I am astounded that Dr. Davies would not know of Dr. Othman or be surprised that folks at the United Nations are considering First Contact issues. Dr. Davies, First Contact, when and if it occurs is as much a diplomacy issue as it is a scientific challenge. The United Nations is the only body that represents most of the nations on planet Earth. An extraterrestrial diplomatic effort that only involves certain nations will only inflame all sorts of political sores here on planet Earth and lead to serious problems with a new relationship, when and if that point is reached. It is imperative that First Contact be a transparent and open effort involving every corner of the globe and all of humanity.
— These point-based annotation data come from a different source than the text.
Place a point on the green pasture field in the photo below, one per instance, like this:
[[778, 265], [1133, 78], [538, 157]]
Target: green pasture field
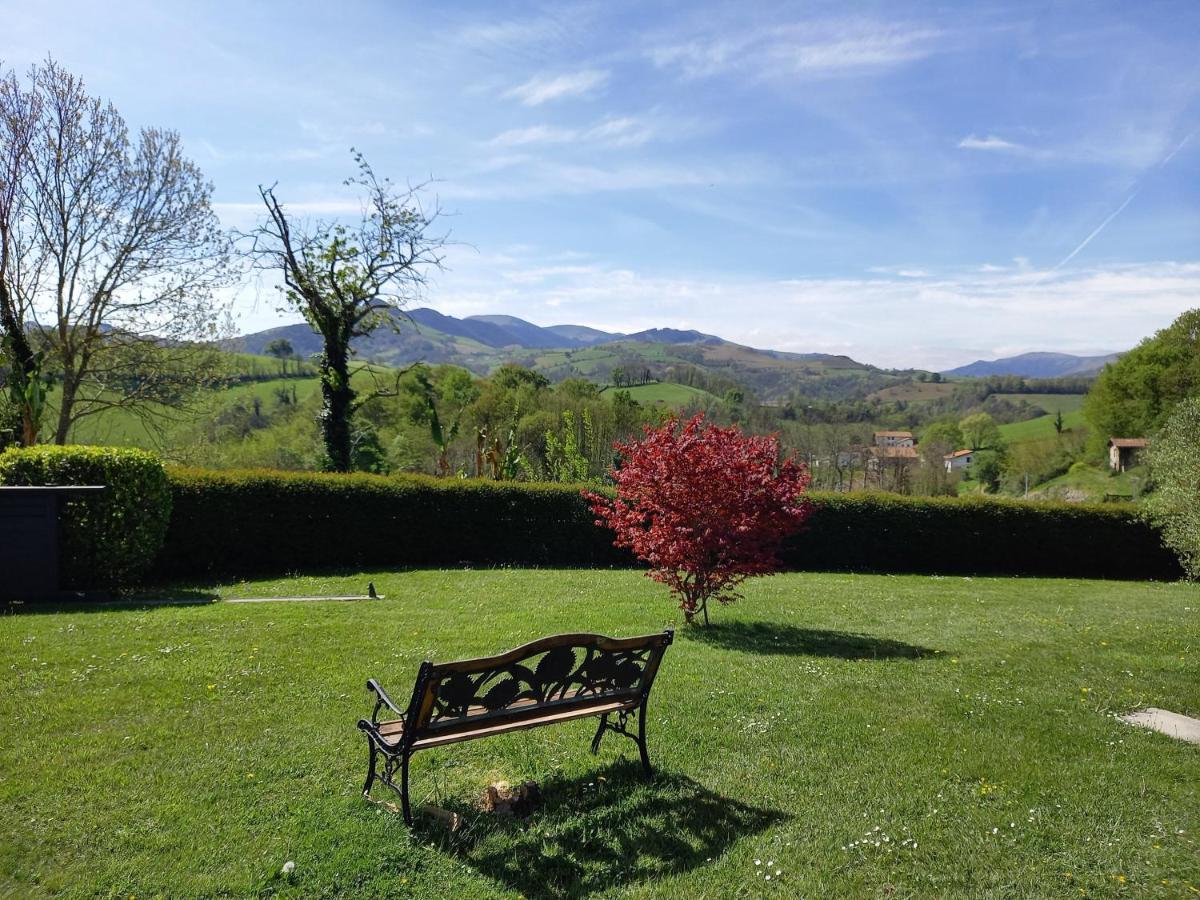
[[1050, 402], [846, 736], [666, 394], [1041, 427]]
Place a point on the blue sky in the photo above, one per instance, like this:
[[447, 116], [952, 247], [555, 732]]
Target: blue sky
[[909, 184]]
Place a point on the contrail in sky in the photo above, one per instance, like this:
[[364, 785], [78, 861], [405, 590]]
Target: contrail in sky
[[1116, 213], [1098, 229]]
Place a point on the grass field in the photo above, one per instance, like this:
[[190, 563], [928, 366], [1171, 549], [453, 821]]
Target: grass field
[[1050, 402], [913, 391], [1041, 427], [850, 736], [667, 394], [1096, 483]]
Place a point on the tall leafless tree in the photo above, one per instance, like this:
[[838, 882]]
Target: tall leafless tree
[[348, 280], [18, 114], [120, 257]]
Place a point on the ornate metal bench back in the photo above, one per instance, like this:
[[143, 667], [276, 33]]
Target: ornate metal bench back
[[555, 672]]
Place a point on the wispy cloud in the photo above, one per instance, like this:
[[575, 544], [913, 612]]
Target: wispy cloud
[[994, 144], [532, 177], [1085, 311], [808, 49], [543, 89], [616, 131]]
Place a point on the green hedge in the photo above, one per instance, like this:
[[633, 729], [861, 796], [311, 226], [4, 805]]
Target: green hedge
[[237, 523], [886, 533], [111, 539], [232, 525]]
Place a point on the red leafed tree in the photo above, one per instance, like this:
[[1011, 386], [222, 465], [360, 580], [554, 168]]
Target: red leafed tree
[[703, 507]]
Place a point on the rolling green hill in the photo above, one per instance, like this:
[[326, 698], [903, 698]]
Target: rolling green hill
[[478, 345], [1041, 427], [1050, 402], [667, 395]]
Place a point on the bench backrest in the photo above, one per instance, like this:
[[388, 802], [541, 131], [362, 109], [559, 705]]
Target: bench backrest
[[558, 672]]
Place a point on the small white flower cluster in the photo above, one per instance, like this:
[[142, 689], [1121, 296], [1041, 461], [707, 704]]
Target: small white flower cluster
[[760, 726], [768, 871], [880, 839]]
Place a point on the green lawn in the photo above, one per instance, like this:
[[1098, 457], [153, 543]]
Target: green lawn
[[856, 736]]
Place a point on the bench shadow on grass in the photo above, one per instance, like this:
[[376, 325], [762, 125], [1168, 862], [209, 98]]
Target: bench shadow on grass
[[604, 832], [767, 637]]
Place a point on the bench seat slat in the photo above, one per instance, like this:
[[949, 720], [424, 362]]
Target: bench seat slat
[[532, 721], [393, 732]]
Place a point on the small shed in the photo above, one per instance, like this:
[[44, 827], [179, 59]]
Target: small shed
[[894, 438], [1125, 451], [958, 460]]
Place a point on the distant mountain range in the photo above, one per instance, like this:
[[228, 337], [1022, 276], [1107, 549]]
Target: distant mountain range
[[1036, 365], [484, 342]]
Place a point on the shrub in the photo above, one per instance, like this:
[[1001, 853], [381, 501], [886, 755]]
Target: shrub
[[229, 525], [1175, 504], [109, 539], [705, 507]]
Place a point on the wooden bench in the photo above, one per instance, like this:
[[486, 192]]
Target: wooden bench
[[546, 682]]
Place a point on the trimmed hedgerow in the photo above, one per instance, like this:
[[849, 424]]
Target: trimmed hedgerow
[[111, 539], [246, 522], [231, 525], [887, 533]]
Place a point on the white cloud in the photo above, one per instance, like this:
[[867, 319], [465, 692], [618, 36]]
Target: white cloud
[[543, 89], [534, 135], [623, 131], [881, 321], [991, 143], [526, 178], [803, 49]]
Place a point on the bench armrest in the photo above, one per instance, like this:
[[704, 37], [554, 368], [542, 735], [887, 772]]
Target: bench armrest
[[383, 700]]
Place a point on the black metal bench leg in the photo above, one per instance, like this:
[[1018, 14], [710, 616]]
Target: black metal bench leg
[[366, 787], [600, 730], [641, 741], [403, 791]]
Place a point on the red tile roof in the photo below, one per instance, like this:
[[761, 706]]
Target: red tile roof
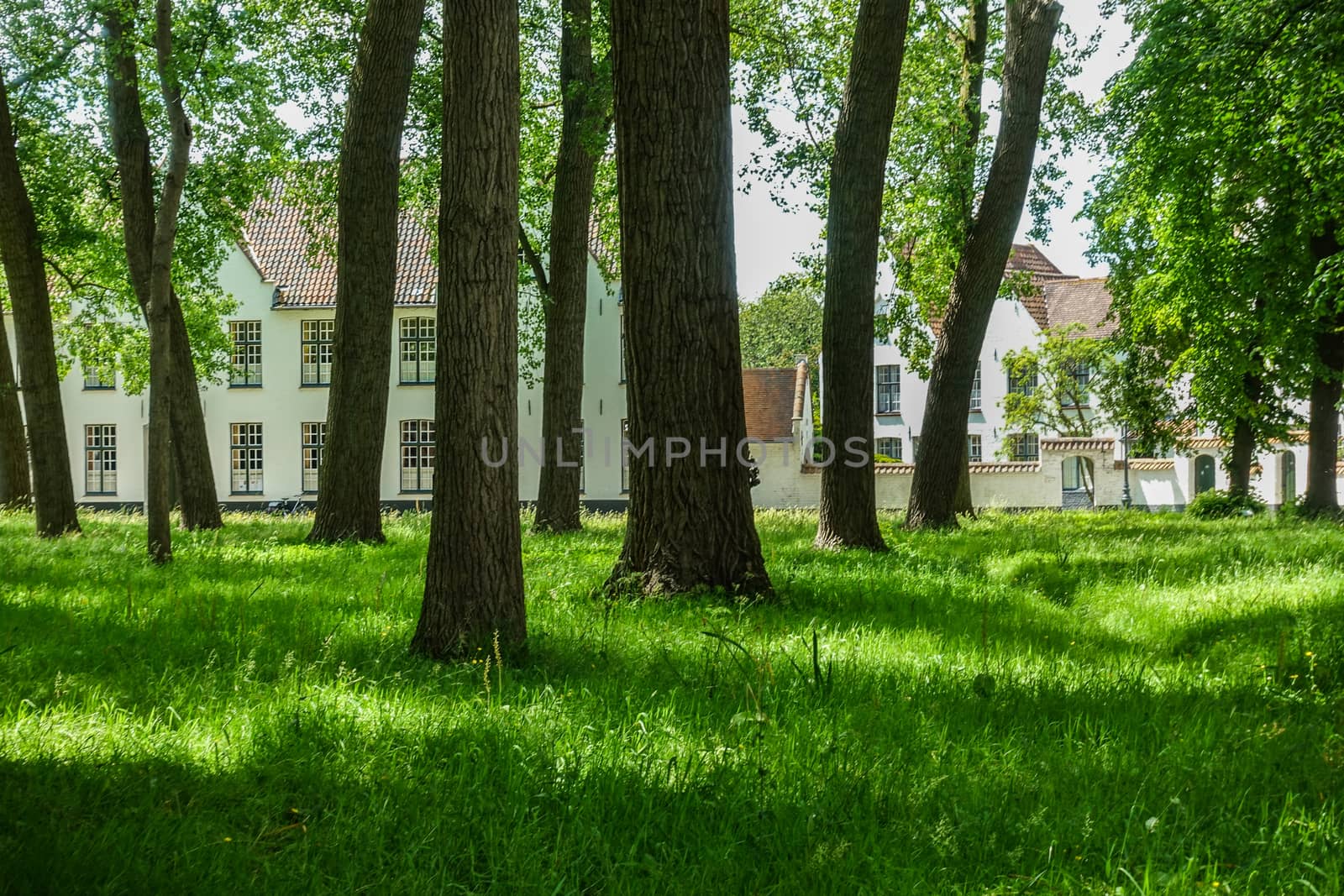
[[297, 253], [1079, 301], [1079, 443], [773, 399]]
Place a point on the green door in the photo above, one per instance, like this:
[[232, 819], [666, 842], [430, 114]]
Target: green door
[[1203, 473]]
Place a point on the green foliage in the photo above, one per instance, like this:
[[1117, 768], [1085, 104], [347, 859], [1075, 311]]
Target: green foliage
[[232, 89], [1070, 369], [1215, 192], [783, 324], [250, 719], [1216, 504], [792, 58]]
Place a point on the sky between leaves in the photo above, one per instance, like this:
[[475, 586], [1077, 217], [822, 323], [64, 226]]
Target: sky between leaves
[[768, 238]]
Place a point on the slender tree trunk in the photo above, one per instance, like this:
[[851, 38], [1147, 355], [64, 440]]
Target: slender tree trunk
[[972, 92], [1321, 496], [15, 479], [474, 584], [1030, 34], [848, 490], [566, 289], [20, 249], [131, 144], [1241, 458], [161, 298], [349, 500], [690, 517]]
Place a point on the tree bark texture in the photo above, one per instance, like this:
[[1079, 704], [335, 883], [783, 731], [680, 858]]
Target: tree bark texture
[[367, 211], [933, 490], [566, 289], [974, 47], [474, 584], [690, 519], [848, 515], [163, 371], [131, 144], [26, 275], [1323, 429], [1321, 496], [15, 477]]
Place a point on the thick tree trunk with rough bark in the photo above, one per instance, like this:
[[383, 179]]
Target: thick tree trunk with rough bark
[[1030, 34], [1321, 496], [1241, 458], [690, 520], [26, 275], [474, 584], [974, 43], [163, 371], [1323, 430], [566, 288], [349, 497], [848, 515], [15, 479], [131, 144]]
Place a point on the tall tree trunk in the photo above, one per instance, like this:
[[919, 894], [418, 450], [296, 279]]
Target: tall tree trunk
[[974, 43], [474, 584], [690, 515], [848, 515], [349, 500], [15, 479], [566, 289], [1321, 496], [20, 249], [163, 371], [131, 144], [1030, 34], [1241, 458]]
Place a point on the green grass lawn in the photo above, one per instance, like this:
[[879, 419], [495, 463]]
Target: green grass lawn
[[1042, 703]]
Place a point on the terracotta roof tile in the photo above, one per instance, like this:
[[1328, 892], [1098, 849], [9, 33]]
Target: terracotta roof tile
[[1079, 301], [299, 255], [769, 396], [1149, 464], [1100, 443]]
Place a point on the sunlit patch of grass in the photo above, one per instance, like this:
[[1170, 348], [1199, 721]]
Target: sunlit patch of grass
[[1042, 703]]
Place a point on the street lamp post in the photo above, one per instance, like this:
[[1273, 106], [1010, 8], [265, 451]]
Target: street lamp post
[[1126, 499]]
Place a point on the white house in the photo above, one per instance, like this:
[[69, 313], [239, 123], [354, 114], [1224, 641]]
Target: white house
[[266, 425]]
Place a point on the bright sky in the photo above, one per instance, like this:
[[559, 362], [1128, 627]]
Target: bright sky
[[769, 238]]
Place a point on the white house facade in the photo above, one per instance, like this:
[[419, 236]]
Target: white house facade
[[266, 425]]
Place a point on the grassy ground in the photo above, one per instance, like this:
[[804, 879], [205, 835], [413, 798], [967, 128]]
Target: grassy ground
[[1090, 703]]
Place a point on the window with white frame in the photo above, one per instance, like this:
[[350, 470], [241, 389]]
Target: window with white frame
[[890, 448], [625, 459], [1025, 448], [101, 458], [246, 358], [418, 349], [245, 450], [417, 456], [100, 376], [1023, 385], [316, 352], [889, 389], [1081, 375], [313, 443]]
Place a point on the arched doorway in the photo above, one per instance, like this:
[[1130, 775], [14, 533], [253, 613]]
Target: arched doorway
[[1205, 473], [1079, 485]]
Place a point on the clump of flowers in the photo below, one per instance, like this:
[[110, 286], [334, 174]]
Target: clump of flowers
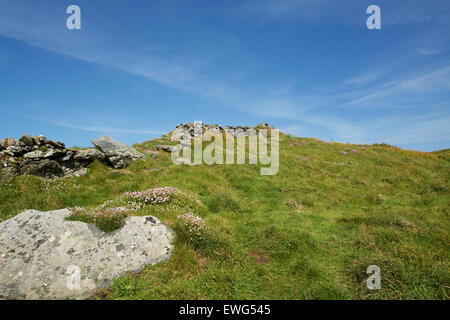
[[196, 226], [107, 219], [152, 196]]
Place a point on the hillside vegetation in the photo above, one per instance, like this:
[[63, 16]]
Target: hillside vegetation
[[309, 232]]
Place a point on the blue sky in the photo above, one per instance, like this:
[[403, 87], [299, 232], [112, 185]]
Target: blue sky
[[136, 69]]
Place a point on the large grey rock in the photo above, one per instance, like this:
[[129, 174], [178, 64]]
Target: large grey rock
[[42, 256], [26, 140], [118, 154]]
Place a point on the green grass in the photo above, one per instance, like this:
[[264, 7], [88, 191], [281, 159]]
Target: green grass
[[309, 232]]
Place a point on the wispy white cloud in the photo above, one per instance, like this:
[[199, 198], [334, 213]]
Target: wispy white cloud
[[103, 129], [427, 52]]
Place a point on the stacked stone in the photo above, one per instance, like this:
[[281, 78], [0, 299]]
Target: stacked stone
[[36, 155], [186, 131]]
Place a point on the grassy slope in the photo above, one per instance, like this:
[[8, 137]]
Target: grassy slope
[[309, 232]]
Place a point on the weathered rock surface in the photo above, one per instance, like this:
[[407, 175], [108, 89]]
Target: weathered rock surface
[[187, 131], [43, 256], [118, 154], [165, 147], [50, 159]]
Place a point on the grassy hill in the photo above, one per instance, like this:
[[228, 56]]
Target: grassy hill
[[309, 232]]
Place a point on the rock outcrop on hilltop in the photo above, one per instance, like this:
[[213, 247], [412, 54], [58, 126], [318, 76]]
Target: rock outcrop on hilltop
[[118, 154], [43, 256], [36, 155], [186, 131]]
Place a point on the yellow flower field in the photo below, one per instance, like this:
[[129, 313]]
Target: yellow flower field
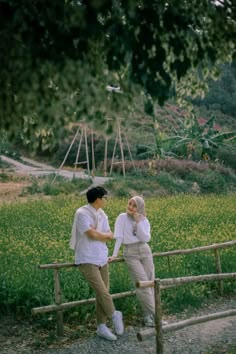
[[38, 232]]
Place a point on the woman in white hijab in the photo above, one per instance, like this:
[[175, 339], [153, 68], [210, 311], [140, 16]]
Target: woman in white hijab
[[132, 229]]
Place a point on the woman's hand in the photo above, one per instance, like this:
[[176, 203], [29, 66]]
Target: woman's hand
[[138, 217]]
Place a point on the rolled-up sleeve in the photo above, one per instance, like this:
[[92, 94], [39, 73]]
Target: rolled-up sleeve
[[143, 230]]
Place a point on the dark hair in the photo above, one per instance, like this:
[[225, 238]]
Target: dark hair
[[94, 193]]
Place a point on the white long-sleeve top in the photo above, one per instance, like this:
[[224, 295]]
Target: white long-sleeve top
[[86, 249], [128, 231]]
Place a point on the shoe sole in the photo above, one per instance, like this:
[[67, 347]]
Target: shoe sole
[[107, 338]]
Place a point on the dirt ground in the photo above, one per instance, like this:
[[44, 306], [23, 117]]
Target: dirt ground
[[20, 336]]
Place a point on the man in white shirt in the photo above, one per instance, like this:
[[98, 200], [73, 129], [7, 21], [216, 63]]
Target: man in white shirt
[[90, 233]]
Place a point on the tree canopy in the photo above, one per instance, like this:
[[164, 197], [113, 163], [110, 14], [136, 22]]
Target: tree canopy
[[57, 57]]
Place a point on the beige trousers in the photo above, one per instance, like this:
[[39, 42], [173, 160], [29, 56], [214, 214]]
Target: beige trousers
[[98, 279], [139, 260]]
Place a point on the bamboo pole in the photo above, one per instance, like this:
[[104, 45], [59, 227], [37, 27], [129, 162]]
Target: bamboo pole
[[168, 261], [105, 158], [121, 149], [130, 154], [69, 305], [57, 289], [62, 164], [158, 317], [219, 270], [113, 155], [93, 156], [196, 249], [162, 254], [78, 152], [150, 332], [86, 149], [196, 278], [184, 280]]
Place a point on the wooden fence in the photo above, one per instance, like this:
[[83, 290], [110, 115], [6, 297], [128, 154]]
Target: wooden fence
[[160, 284], [59, 307]]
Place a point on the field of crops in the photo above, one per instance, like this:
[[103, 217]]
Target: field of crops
[[38, 232]]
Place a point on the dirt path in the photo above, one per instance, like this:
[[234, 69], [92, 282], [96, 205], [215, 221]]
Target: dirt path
[[33, 168], [214, 337]]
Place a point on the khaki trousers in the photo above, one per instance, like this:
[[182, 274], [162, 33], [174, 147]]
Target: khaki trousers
[[98, 279], [139, 260]]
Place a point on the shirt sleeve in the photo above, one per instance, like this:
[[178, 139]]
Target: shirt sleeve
[[83, 223], [117, 247], [143, 230], [119, 227]]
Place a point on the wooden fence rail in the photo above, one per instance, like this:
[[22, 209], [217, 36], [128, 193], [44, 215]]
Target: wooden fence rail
[[160, 284], [59, 306]]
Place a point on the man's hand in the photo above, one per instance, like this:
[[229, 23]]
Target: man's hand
[[111, 259], [99, 236]]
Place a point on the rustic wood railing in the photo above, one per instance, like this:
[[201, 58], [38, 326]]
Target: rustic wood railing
[[59, 306], [160, 284]]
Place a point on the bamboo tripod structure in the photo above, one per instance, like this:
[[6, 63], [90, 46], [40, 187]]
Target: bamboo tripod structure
[[121, 144], [83, 129]]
The only way to achieve this is through the United Nations.

I am stunned that the IAA and the U.N. have not discussed these issues, even on a casual basis. SETI needs to be fully engaged with government at all levels in order for a comprehensive First Contact strategy to be developed. The current SETI post-contact action plan is anemic at best and lacking in the fundamental elements of diplomacy.

Davies is currently fleshing out the current post-detection protocol at a conference and hopefully substantive diplomatic considerations will be part of any revisions and additions.

I understand where Dr. Davies is coming from: so far the United Nations has done little to even consider the issue of extraterrestrial contact and suddenly they are appointing themselves in charge of the effort. He does throw out an important offer (again courtesy of MSNBC):

“We do welcome the interest of the U.N., as we welcome the interest of any major diplomatic organization," Davies said. "If they knew what they were doing, I would be slightly more confident."

Davies and Seth Shostak with the SETI Institute point out that the most likely scenario for discovering extraterrestrial intelligence will be intercepting a stray communication and that it could takes years or even decades to decode such a message and determine a response. This would certainly put the diplomatic considerations on the back burner and make the initial effort a scientific one. Still, it seems clear that the SETI folks need to work closely with the United Nations to help develop a more robust protocol that can take into account many issues. Perhaps the Office of Outer Space Affairs wouldn’t be the first office they would consider, but given the title, it would seem fitting that they might play a role in First Contact.

Dr. Othman was trying to take the first steps in developing a U.N. response to First Contact. The fact that she is getting blasted from all sides seems both unfair and ill advised.